Plus longs qu’un terrain de football, dotés de systèmes de défense, de sous-marins de poche et d’équipages de plus de cent personnes, les plus grands yachts du monde sont des fortunes flottantes. Mais derrière les chiffres vertigineux se cachent beaucoup d’estimations, quelques mythes tenaces et des navires devenus enjeux géopolitiques. Tour d’horizon.
Le yacht à 4,8 milliards qui n’a jamais existé
Commençons par tordre le cou à une légende. On lit un peu partout qu’un yacht nommé History Supreme, recouvert de cent tonnes d’or et de platine, aurait coûté 4,8 milliards de dollars. C’est un canular. Aucun chantier ne l’a construit, aucune photographie authentique n’existe, et le constructeur italien Baia Yachts a affirmé que les images diffusées avaient été reprises de son propre site. Le vrai record, lui, se compte en centaines de millions, pas en milliards.
Les vrais géants des mers
Eclipse, la forteresse flottante de Roman Abramovitch
Long de 162,5 mètres, sorti des chantiers Blohm+Voss en 2010, l’Eclipse reste l’un des yachts les plus emblématiques de la planète, estimé entre 340 millions d’euros et 590 millions de dollars. À bord : deux héliports, un mini-sous-marin et, selon la presse britannique, un système de détection de missiles. Le fameux laser anti-paparazzi, lui, n’a jamais été confirmé techniquement.

Azzam, le plus long du monde
Avec ses 180 mètres, l’Azzam, livré par Lürssen en 2013, demeure le plus long yacht privé jamais construit. Conçu en un an puis bâti en trois, il dépasse les 32 nœuds grâce à des turbines à gaz. Il avait été commandé par le défunt émir d’Abu Dhabi, Cheikh Khalifa bin Zayed Al Nahyan. Valeur estimée : environ 600 millions de dollars.

Dilbar, le colosse par le volume
Plus court que l’Azzam, à 156 mètres, le Dilbar est en revanche le plus gros yacht du monde par le tonnage, avec la plus grande piscine intérieure jamais installée à bord. Estimé entre 600 millions et 1 milliard de dollars, il est lié à l’oligarque Alisher Usmanov et a été immobilisé à Hambourg après les sanctions de 2022.

Sailing Yacht A, l’ovni de Philippe Starck
Pièce la plus radicale de cette liste, ce voilier de 142 mètres à trois mâts géants, dessiné par Philippe Starck et estimé à environ 600 millions de dollars, ressemble à un vaisseau de science-fiction. Attribué à Andrey Melnichenko, il a été saisi par l’Italie à Trieste en mars 2022, où son entretien coûte depuis des dizaines de millions à l’État.

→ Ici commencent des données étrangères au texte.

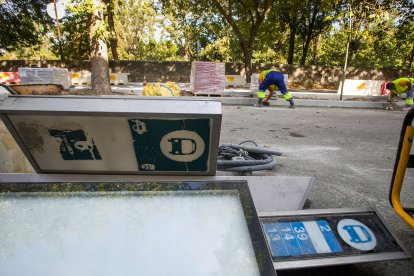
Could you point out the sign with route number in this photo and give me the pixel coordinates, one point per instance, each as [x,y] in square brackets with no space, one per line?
[316,237]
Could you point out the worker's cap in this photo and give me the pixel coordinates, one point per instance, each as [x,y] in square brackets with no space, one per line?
[390,86]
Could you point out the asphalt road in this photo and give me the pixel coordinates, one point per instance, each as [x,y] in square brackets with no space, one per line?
[350,152]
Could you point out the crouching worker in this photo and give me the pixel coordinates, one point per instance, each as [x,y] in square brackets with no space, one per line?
[399,86]
[268,80]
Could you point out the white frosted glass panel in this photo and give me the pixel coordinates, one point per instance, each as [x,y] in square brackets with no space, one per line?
[139,233]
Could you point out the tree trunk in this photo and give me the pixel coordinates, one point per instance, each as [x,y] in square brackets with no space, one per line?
[99,54]
[292,36]
[112,40]
[410,63]
[305,48]
[248,63]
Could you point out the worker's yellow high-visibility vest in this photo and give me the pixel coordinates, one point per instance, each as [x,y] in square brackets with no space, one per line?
[400,85]
[264,73]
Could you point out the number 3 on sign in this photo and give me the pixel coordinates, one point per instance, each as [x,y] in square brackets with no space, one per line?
[299,229]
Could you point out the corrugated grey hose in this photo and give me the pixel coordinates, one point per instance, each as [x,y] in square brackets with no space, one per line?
[245,159]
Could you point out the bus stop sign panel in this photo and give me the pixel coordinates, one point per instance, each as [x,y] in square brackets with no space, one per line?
[326,237]
[115,135]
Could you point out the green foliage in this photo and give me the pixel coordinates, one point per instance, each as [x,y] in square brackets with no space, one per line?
[23,23]
[295,31]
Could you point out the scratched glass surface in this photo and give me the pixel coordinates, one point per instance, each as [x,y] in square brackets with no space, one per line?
[124,233]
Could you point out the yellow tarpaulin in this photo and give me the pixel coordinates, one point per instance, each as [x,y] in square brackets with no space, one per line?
[167,89]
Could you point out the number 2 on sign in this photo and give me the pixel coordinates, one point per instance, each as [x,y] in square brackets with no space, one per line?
[324,228]
[288,236]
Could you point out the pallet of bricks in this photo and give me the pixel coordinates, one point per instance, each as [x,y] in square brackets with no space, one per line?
[207,78]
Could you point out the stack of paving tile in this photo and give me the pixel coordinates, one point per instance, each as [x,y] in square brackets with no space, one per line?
[44,76]
[207,77]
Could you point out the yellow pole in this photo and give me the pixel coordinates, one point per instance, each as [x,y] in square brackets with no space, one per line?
[399,177]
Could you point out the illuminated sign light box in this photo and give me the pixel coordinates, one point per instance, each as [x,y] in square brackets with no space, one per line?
[309,238]
[162,228]
[115,135]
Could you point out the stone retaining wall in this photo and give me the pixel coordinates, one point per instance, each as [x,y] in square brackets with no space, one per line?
[154,71]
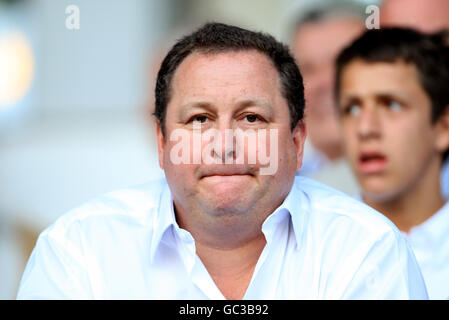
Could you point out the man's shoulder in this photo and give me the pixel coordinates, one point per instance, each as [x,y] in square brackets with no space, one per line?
[131,205]
[327,206]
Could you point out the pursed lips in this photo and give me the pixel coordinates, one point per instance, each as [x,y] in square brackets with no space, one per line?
[225,171]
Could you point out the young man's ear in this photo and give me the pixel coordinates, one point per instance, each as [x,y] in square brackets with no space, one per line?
[299,137]
[442,131]
[160,144]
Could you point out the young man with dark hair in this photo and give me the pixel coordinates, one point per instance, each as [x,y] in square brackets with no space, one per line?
[393,95]
[222,229]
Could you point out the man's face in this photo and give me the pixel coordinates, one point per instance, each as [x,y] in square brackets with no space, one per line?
[229,91]
[316,46]
[389,138]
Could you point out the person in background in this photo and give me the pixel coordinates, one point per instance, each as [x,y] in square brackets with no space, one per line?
[392,87]
[320,33]
[220,229]
[425,16]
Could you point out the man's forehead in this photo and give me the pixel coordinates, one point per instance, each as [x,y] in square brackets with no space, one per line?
[206,71]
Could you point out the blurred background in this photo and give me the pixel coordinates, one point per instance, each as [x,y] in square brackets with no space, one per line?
[75,101]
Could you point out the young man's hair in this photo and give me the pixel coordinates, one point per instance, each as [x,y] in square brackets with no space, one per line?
[429,53]
[216,38]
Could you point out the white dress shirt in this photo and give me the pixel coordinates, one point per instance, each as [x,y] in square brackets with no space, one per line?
[430,243]
[336,174]
[127,244]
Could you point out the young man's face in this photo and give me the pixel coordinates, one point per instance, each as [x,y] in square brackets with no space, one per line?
[229,91]
[386,119]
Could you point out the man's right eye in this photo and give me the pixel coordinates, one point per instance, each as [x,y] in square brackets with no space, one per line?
[352,110]
[200,119]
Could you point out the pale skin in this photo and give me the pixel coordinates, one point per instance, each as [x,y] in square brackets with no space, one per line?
[392,145]
[224,206]
[424,15]
[316,46]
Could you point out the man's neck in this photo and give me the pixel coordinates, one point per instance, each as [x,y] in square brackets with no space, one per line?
[414,206]
[232,268]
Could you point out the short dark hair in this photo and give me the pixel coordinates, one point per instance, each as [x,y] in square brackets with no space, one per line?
[429,53]
[218,37]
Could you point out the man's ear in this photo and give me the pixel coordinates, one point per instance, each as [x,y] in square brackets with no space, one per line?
[442,131]
[160,144]
[299,137]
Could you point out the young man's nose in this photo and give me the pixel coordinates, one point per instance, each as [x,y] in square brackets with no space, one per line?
[368,125]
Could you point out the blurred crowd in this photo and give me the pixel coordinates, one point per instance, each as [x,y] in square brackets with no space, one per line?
[120,142]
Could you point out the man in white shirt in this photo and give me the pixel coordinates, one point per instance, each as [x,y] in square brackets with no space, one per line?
[392,88]
[218,227]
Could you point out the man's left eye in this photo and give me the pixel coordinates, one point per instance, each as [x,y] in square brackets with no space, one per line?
[252,118]
[394,106]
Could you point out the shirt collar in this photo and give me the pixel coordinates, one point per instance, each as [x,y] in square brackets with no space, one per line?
[163,220]
[293,206]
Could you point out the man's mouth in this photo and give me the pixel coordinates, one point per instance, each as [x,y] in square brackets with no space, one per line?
[372,162]
[225,171]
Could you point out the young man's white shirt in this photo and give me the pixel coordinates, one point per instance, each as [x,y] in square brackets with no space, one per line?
[430,243]
[321,244]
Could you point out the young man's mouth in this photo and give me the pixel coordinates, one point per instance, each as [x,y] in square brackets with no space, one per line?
[372,162]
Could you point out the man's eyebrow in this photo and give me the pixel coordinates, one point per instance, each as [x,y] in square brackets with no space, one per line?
[185,108]
[383,94]
[241,104]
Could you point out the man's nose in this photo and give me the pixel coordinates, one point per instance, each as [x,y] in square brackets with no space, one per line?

Serene, le coup de cœur d’un prince
Construit par le chantier italien Fincantieri pour environ 330 millions de dollars, ce yacht de 134 mètres a été racheté autour de 500 millions d’euros par le prince héritier saoudien Mohammed ben Salmane, qui l’aurait acquis sur un coup de tête lors de vacances sur la Côte d’Azur. Salle de neige, piscine intérieure, héliports : rien n’y manque.

D’autres mastodontes complètent ce club très fermé : l’A+ (ex-Topaz), l’Al Said, yacht d’État du sultanat d’Oman doté d’une salle de concert pour une cinquantaine de musiciens, ou encore le Flying Fox, plus grand yacht de charter du monde, louable autour de trois millions d’euros la semaine.
Le vrai prix d’un yacht ne s’arrête pas à l’achat
Au-delà du ticket d’entrée, ces navires engloutissent chaque année jusqu’à 10 % de leur valeur en entretien, carburant et équipages de plusieurs dizaines de personnes. Et pour certains, devenus symboles d’un pouvoir sous sanctions, le luxe a viré au fardeau : immobilisés dans des ports européens, ils coûtent désormais une fortune sans jamais reprendre la mer.